Parece que autoridades y las patronales del sector están de acuerdo en la necesidad de que el turismo sea sostenible. Claro que lo difícil viene después, a la hora de definir qué significa eso exactamente. En general entienden que no debe afectar negativamente al medio ambiente, es decir que hay que evitar que lleguemos a un punto en el que las consecuencias negativas sean superiores a las positivas, tanto en términos económicos como sociales o ambientales.
Lo que ninguno se decide a decir es qué decisiones habrá que tomar cuando lo anterior ocurra -bueno, en algunos casos, ya está ocurriendo-. Los que se atrevieran a señalar la necesidad de poner límites al turismo serían inmediatamente acusados de turismofobia, cuando probablemente sean los mayores defensores de esta actividad si nos atenemos al dicho bien conocido de que lo que más disgusta a los turistas es el exceso de turismo.
Porque una cosa es predicar y otra dar trigo, por lo que es difícil encontrar demasiados ejemplos de actuaciones administrativas que vayan en ese camino, algunas moratorias hoteleras, regulaciones normativas sobre pisos turísticos y poco más.
La Administración central se ve limitada por su falta de competencias, pero guarda en la recámara, al igual que los gobiernos autonómicos, el armamento fiscal que es el que la Comisión de los Mercados y la Competencia recomienda que se use en vez de, o complementando, el regulatorio. Pero cada vez que lo intentan, como por ejemplo en Balears, las tortas caen del cielo a millares. Y los tribunales están al acecho para controlar cualquier extralimitación. Parece, pues, que mucha palabra y poca obra.
Veamos el ejemplo de los cruceros que benefician principalmente a los puertos que los reciben, que en el caso español son propiedad del Estado aunque el presidente de la Autoridad Portuaria es nombrado por la comunidad autónoma correspondiente. Todavía no he escuchado a ningún responsable decir que habrá que estudiar a fondo los diversos aspectos de esa actividad para determinar si puede o debe seguir creciendo indefinidamente. Mientras que mi mano derecha dice que queremos un turismo sostenible, mi mano izquierda cree que es preferible tener buenos ingresos.

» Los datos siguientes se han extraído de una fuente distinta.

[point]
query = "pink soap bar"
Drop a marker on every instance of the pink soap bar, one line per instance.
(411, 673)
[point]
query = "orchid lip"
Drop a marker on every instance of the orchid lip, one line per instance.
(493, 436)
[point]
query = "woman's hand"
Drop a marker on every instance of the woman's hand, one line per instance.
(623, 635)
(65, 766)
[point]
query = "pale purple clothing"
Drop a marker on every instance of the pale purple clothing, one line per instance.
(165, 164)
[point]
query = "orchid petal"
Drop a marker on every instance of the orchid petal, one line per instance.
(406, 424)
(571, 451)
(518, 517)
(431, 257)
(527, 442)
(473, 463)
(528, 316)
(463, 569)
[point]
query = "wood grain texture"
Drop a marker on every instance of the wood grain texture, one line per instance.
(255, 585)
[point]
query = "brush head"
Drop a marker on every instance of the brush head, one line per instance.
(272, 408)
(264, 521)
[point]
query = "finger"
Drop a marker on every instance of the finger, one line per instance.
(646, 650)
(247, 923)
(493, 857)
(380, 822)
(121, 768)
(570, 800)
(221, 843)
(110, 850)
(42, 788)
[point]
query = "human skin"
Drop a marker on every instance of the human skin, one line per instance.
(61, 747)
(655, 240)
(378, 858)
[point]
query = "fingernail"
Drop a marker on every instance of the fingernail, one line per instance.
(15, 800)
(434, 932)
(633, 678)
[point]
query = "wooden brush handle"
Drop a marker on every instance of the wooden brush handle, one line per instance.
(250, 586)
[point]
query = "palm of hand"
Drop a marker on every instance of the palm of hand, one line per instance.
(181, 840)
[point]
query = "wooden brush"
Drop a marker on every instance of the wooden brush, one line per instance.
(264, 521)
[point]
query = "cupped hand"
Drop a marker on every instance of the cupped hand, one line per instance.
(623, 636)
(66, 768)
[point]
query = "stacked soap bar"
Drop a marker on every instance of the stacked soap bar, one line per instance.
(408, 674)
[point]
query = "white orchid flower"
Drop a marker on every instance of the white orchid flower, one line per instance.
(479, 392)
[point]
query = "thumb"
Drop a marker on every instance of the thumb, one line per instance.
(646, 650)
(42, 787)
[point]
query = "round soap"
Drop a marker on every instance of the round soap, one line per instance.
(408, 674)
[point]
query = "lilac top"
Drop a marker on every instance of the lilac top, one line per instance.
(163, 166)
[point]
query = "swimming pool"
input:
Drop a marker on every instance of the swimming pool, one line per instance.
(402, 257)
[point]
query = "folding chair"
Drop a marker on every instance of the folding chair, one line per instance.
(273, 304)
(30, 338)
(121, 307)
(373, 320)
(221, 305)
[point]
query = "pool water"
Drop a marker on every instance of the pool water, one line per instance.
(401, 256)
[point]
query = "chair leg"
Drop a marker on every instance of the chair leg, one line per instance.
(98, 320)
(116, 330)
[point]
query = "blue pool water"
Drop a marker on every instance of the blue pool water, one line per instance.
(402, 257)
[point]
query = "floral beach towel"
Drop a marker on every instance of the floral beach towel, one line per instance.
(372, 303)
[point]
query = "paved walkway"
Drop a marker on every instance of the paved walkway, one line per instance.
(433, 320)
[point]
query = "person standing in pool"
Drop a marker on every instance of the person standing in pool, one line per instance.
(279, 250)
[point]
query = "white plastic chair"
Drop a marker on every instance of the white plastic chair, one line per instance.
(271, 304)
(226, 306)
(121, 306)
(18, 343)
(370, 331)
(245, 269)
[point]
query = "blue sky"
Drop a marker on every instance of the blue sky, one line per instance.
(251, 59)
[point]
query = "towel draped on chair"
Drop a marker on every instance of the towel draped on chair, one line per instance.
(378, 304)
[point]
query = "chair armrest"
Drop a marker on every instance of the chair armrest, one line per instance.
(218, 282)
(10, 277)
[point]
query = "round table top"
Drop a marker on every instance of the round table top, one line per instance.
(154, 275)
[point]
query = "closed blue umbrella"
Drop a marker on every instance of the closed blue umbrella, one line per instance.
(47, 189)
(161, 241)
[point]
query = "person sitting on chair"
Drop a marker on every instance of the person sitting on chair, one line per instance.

En Venecia ya van por seiscientos visitantes anuales por habitante local y el ayuntamiento lleva años haciendo planes para controlar el asunto, pero parece que no se atreven a tomar ninguna medida que conlleve limitación.
Quizás se acuerden de aquella comisión creada en Milán en los años cincuenta para determinar cómo serían sustituidos los anticuados tranvías. Mientras la comisión llevaba décadas haciendo su trabajo los tranvías se volvieron a poner de moda precisamente por motivos ecológicos por lo que se decidió que a fin de cuentas lo mejor que se podía hacer era no hacer nada.
Aquí puede pasar algo similar si los movimientos verdes en Europa y Estados Unidos consiguen que sus demandas se conviertan en hechos y grandes segmentos jóvenes de las poblaciones dejan de usar los medios de transporte más contaminantes. Sin hacer nada habrán puesto límites al exceso de turismo en ciertos lugares.